Alex Beaupain pour nous, c’était alternativement l’auteur de ces chansons d’amour et l’interprète -dans une scène clé et tragique du film- de Brooklyn Brigde. Et parce que comme il le dit lui-même, ses chansons parlent surtout de « mort et de pluie » on craignait un artiste aussi tourmenté que ses textes et une ambiance un peu plombée ; la présence sur la petite scène du théâtre de Vanves d’un artiste chaleureux, drôle et attendrissant aura suffit à dissiper ces fantasmes-là.
Alex Beaupain annonce d’entrée de jeu le programme: des chansons d’amour, certaines tirées du film, d’autres de son prochain album, et il n’hésite pas à avouer son stress quand il dévoile ces dernières que « personne ne connaît » et qui sont pourtant annonciatrices d’un joli album. Quand il entame le concert par Brooklyn Bridge -justement-, les images du film sont là, bien sûr, mais le charisme de son interprète prend très vite le dessus, et les harmonies d’une violoncelliste, choriste et bassiste ainsi que d’un guitariste -excellent, quoique adorablement tête en l’air- n’y sont pas étrangères.

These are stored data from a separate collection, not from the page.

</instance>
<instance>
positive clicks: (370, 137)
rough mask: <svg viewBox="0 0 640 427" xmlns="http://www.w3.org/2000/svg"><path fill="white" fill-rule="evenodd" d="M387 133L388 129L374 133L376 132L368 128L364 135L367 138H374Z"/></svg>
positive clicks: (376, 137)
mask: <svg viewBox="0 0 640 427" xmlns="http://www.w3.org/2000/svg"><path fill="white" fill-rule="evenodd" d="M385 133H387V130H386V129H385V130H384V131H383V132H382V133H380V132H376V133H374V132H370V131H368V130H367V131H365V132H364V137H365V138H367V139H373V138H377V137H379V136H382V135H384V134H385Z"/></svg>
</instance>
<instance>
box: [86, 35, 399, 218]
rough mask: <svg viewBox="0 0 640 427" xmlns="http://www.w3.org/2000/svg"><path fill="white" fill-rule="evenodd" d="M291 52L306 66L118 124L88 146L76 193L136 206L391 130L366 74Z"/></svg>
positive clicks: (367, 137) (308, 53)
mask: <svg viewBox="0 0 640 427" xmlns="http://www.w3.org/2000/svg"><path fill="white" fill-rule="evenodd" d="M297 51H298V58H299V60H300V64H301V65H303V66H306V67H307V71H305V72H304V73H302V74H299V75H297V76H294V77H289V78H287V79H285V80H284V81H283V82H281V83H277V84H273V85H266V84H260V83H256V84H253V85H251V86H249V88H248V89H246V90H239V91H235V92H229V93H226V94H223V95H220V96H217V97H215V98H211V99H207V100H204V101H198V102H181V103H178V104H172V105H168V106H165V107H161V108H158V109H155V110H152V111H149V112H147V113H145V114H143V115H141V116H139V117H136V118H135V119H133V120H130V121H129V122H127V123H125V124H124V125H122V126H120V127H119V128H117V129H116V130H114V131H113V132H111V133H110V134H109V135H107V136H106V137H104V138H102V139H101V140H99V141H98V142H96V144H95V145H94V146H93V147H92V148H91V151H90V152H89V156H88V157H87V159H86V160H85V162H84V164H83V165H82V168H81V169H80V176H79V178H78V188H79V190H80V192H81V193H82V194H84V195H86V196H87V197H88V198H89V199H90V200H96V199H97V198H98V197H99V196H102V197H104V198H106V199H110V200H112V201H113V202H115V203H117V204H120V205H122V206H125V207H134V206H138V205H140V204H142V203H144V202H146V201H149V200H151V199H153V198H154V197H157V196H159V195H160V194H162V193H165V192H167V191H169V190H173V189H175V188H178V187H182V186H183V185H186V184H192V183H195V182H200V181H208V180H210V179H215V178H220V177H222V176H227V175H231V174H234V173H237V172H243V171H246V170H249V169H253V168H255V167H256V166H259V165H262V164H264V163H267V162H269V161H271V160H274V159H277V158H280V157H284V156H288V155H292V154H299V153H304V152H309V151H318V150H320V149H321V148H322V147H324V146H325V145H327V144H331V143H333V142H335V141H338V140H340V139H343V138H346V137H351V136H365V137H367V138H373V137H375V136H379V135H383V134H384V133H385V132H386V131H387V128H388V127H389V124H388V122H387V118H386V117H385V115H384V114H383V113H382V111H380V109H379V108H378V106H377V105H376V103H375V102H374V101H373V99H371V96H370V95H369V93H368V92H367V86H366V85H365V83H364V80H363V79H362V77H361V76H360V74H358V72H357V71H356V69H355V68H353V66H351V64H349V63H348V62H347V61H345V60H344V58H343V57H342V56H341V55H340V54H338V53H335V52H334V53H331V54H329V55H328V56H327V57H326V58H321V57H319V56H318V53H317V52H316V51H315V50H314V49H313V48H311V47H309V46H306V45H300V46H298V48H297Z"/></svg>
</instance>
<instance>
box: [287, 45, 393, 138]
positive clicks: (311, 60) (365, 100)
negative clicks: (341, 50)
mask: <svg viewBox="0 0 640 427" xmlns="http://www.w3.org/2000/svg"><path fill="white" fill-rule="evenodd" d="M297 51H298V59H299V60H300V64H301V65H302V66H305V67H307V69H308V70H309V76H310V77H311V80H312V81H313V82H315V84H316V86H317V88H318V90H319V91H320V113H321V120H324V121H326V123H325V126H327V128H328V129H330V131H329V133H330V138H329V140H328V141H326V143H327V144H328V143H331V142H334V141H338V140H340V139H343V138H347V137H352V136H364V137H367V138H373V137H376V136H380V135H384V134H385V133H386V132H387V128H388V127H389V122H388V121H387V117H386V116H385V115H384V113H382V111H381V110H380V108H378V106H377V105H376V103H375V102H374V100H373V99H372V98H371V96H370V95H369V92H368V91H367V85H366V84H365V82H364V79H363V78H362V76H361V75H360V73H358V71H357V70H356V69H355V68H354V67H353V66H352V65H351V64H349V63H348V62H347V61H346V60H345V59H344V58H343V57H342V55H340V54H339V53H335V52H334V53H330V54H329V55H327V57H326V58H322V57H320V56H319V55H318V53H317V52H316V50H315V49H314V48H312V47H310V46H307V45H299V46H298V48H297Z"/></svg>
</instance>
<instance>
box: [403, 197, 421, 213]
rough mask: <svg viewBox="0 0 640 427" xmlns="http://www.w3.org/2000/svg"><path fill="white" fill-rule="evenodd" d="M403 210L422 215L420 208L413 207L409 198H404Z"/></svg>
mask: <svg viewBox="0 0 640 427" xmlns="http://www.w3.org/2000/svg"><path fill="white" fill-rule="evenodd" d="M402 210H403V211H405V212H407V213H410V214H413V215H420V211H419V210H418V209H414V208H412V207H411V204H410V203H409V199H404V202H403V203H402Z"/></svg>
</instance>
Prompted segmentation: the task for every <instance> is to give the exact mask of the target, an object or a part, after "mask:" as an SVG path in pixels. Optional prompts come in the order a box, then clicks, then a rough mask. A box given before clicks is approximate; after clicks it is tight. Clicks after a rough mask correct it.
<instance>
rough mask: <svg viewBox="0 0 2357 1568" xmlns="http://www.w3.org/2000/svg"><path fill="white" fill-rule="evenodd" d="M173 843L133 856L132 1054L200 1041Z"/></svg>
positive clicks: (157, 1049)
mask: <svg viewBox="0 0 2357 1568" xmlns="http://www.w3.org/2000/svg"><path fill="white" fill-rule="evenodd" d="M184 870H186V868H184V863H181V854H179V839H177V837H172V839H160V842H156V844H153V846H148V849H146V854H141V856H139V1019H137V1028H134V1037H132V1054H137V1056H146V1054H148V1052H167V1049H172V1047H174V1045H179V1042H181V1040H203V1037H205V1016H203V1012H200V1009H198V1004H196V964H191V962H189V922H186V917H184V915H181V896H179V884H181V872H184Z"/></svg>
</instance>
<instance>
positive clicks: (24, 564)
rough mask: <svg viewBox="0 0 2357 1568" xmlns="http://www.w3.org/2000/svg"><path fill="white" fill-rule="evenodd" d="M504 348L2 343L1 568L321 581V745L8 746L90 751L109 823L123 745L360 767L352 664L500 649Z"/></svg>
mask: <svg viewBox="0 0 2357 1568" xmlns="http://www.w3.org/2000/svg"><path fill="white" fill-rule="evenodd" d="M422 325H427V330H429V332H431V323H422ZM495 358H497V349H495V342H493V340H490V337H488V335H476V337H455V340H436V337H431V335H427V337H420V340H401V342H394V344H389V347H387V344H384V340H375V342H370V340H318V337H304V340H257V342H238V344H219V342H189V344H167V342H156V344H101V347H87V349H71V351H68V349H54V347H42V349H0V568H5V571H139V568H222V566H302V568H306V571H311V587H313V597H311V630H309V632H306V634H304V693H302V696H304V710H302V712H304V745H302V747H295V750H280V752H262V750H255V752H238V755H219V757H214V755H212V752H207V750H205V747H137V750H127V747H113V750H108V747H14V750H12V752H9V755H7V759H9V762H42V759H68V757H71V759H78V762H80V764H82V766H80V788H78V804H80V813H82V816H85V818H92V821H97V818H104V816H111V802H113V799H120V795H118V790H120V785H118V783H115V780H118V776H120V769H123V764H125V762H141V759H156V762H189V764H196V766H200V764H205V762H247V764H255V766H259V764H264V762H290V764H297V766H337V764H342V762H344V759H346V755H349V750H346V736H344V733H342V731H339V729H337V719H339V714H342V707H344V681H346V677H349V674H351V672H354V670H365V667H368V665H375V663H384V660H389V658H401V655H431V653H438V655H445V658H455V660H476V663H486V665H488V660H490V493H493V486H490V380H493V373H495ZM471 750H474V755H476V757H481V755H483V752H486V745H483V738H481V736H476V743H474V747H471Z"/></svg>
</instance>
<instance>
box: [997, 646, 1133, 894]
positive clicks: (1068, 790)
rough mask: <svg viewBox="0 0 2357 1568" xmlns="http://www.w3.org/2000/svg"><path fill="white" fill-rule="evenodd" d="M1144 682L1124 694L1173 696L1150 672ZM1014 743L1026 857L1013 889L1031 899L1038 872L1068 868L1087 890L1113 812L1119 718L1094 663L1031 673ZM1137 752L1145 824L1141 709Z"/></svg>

Les chansons se succèdent. On en découvre les inédites, en redécouvre les familières et se réjouit de voir une sympathique intimité s’installer peu à peu dans cette petite salle douillette au cœur de laquelle la complicité des musiciens fait écho au plaisir un peu masochiste d’entendre chanter la pluie et la mort . Du plaisir, et de l’amusement même, notamment lorsque l’on assiste, surpris, à une reprise twist non pas de Il pleut des larmes ou En écoutant la pluie, mais de A présent tu peux t’en aller de Richard Anthony.
On savoure As-tu déjà aimé en deuxième et dernier rappel, et la boucle est bouclée: on oublie le film qu’on aime tant et choisit de garder en « bande visuelle » de ces chansons, l’image d’un chanteur plein d’humour, cravate au cou et baskets aux pieds, dans un petit théâtre de Vanves.